そして上位メニューに戻ると、まだ「VPN」「モバイルネットワーク」「モバイルプラン」がある。そろそろ疲れてくる。・・とまあこんな具合である。

さらに問題は、こうしたことが通信の世界だけでなく、時にはハイテク家電の世界にもある、ということだ。

ハイテク弱者としての意見

僕はどちらかというとハイテク弱者であり、それが理由でユーザビリティの問題に首を突っ込むことになった人間だから、普通のユーザよりもレベルは低いと思っている。しかし、タブレットスマートフォンを使っているユーザの9割以上がきちんと理解して使っているとはどうも思えない。もし9割以上のユーザが楽々と使いこなしているのなら、まあ不明を恥じなければいけないとは思うが。

そこで最初の「ユーザの言葉を話す」に戻るが、そもそもユーザの言葉だけで、ユーザが理解でき、日常的に使っている言葉だけで、いろいろな機器が利用できるようにすることはとても困難なことだろう。さすがにキーボードやマウスという言葉は99.99%位のユーザが知っているとは思うし、それはユーザの言葉になったとは思うが、初心者へのパソコン講習会を指導した経験からすると、パソコン初心者の世界では、まだマウスという言葉は聞いたことがあっても、どう利用できて、どう操作するのかまで理解している人は少ない。世の中、その程度なのだ。

最近では、ハイテク弱者と熟練ユーザの乖離が甚だしく大きくなっていて、設計者としても、どこに目標ラインを設定すればいいのかが分からなくなってきているのではないだろうか。おそらく、目安としては50%という基準ではまだ甘いと思う。70-80%、いやできることなら90%のユーザが理解できる言葉でなければ使うべきではなく、易しく言い換える必要があるのじゃないかと思う。
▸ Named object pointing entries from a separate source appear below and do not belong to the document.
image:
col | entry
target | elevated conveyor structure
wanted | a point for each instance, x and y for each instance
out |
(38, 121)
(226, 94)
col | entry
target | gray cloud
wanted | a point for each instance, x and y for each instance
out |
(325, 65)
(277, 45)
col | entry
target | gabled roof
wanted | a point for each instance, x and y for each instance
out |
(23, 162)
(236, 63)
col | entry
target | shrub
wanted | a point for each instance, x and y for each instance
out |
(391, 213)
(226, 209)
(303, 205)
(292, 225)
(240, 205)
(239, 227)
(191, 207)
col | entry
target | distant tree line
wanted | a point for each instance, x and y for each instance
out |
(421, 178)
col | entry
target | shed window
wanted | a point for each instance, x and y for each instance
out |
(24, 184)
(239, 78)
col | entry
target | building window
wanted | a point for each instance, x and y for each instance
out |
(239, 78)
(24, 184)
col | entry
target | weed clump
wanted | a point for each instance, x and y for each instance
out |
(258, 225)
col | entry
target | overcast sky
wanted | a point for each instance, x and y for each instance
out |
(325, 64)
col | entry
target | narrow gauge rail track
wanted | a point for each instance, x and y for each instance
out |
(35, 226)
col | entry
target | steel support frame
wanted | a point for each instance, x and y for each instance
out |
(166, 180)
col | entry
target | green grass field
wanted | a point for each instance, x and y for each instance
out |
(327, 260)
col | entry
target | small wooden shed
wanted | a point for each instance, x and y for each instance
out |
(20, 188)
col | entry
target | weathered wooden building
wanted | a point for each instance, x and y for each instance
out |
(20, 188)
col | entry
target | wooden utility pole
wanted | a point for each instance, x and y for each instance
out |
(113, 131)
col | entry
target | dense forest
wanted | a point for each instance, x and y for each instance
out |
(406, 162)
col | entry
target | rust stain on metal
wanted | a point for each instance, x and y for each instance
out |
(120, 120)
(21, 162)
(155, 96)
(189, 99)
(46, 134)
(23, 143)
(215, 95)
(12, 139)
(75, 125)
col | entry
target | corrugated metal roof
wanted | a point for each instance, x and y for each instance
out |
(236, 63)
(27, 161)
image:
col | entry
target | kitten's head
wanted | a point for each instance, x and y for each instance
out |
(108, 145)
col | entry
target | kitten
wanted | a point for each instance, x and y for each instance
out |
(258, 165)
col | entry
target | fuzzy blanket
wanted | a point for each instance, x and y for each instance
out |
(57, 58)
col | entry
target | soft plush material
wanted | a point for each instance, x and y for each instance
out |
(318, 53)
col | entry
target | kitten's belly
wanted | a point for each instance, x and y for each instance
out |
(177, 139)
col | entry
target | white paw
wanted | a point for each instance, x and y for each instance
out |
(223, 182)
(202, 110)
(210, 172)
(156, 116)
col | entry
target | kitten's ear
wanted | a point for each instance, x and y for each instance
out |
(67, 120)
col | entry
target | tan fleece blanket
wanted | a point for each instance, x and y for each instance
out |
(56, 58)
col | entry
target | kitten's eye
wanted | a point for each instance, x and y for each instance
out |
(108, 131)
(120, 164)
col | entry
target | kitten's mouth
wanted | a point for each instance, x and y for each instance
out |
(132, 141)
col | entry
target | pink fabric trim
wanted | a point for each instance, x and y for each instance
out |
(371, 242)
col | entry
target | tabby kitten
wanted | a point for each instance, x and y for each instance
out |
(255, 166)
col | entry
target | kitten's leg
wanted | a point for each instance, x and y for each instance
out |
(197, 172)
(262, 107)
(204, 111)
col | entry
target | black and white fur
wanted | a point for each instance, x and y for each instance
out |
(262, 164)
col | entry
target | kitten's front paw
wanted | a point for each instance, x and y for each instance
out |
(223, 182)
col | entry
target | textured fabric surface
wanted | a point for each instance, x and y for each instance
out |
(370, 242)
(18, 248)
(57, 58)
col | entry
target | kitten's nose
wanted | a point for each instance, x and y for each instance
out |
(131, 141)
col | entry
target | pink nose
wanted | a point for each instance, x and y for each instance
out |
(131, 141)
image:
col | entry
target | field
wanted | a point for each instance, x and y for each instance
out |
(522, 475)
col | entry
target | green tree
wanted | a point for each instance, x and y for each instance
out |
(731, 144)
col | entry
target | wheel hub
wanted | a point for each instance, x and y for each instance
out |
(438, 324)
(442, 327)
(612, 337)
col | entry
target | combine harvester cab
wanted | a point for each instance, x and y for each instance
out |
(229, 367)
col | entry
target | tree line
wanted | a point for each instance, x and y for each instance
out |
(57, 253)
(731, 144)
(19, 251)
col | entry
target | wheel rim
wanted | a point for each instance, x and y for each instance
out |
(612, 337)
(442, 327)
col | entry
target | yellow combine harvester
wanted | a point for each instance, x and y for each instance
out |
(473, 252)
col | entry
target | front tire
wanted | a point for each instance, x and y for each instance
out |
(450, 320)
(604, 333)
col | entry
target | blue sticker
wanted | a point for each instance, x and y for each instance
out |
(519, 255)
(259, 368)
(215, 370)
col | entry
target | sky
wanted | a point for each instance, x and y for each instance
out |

そのためには易しく言い換える技術、つまり言葉のデザインが必要だ。そして、それはプロダクトデザイナーの仕事ではない。言葉による表現に長けた国文系の人たちの仕事だろう。まあ、マニュアル製作に携わっているテクニカルコミュニケータの人たちでいいかもしれない。ともかくエンジニアは謙虚になるべきだと思う。そしてもっとユーザ中心設計の感度を高めるべきだと思う。これがハイテク弱者の一人である僕の気持ちである。